The Scaasi® trademarked image is elegance and comprehensive composition in an artistic ambiance.  Scaasi designs to enhance the subject and to appeal to its milieu; the commercial aspects of trademarks and designers’ reputations are subliminally derived from and are inherent in Scaasi’s exuberant product.
 

Looking back on a career as a fashion designer in New York City that has spanned almost half a century, Arnold Scaasi sees a progression in his work from intricate cuts to simpler shapes with more reliance on fabrics than on construction. But though all designers must, of necessity, conform to the general outline of clothes of the period in which they work, from the beginning Scaasi concentrated on styles that other people weren’t doing.

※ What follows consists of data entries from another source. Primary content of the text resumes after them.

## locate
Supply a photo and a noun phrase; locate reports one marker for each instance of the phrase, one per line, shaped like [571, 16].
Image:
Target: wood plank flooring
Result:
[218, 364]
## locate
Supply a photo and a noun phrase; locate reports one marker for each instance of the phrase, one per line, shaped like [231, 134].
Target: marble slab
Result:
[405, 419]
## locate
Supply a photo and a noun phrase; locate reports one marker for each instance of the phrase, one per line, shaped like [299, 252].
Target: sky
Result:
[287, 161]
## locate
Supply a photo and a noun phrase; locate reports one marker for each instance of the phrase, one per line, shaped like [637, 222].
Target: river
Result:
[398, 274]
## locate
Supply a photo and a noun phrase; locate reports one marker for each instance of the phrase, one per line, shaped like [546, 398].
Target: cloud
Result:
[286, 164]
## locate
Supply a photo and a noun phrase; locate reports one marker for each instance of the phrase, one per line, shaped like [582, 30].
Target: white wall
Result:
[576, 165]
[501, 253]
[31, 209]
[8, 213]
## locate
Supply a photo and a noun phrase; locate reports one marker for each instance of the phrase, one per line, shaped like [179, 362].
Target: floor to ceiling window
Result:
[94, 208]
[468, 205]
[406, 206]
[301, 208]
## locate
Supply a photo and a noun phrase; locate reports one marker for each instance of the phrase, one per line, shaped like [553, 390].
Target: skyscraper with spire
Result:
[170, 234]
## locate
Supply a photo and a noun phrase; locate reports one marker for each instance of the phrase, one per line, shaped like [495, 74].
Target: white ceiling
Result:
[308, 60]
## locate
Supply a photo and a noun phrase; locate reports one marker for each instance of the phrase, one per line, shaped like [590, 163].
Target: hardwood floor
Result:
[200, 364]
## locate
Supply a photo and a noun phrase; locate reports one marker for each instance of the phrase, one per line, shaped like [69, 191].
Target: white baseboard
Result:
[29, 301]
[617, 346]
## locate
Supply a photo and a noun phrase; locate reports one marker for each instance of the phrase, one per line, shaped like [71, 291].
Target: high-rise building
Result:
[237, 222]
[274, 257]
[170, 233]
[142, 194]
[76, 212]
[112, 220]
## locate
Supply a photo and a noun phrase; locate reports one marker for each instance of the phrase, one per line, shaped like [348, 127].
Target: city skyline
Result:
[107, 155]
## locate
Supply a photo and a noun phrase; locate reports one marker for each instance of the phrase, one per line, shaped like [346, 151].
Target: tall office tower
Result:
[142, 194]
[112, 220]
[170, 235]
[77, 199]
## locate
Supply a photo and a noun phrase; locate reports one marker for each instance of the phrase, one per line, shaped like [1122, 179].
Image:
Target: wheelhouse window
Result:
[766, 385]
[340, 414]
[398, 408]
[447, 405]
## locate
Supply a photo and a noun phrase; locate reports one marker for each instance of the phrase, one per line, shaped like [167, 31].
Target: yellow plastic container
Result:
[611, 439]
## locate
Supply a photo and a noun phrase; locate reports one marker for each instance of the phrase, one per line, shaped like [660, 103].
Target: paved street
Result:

“From my collection, I had this feeling that I should do clothes that were needed and wanted but somehow were not out there.” He reports. If someone else was doing it, there was no need for me to repeat. But dresses, beautiful embroidery, and novel combinations of fabrics and colors weren’t as available. That’s why I focused on them. Even in the 1980’s, when I knew that women needed ball gowns, not too many people were doing them. They were very successful with me."
                                  


When Scaasi began designing in the 1950’s, clothes were rounded at the hipline, supported by lots of net underneath, and accented by panniers and draped effects. It was a style that suited him and he designed wonderfully creative and exciting clothes. From the beginning, Scaasi’s designs were distinguished by intricate workmanship, which came from his training in European couture and his relationship with American Couture designer Charles James. Couture elements were perceived in his earliest ready to wear designs, which quickly gained him a place in the American Fashion establishment.

In the 1960’s, the era of the miniskirt, Scaasi’s hemlines were short, but his styles were more exuberant than the prevailing trend.




Left: The black net over blouse and pants Barbra Streisand wore in 1969 to pick up her Oscar.  Right:  Scaasi with Streisand at the 1969 Academy Awards Party afterwards.



Pear-shaped "turquoise" cabochon drops hang on lattice of clear rhinestones in necklace from Scaasi jewels. 1961


He went to Paris to design “other world” embroideries, some made of two inch squares or rectangles of shiny plastic set with glittering stones. At the time, the shape was loose: clothes dropped from the shoulders. Scaasi evolved a cut that formed an inverted V under the bust and then began to flare. It provided some shape and suggested the waistline.

 It worked very well for many women, including Barbra Streisand, he recalls. It goes back to his credo: “clothes must touch and define some part of the body even when a dress is essentially loose and flowing.”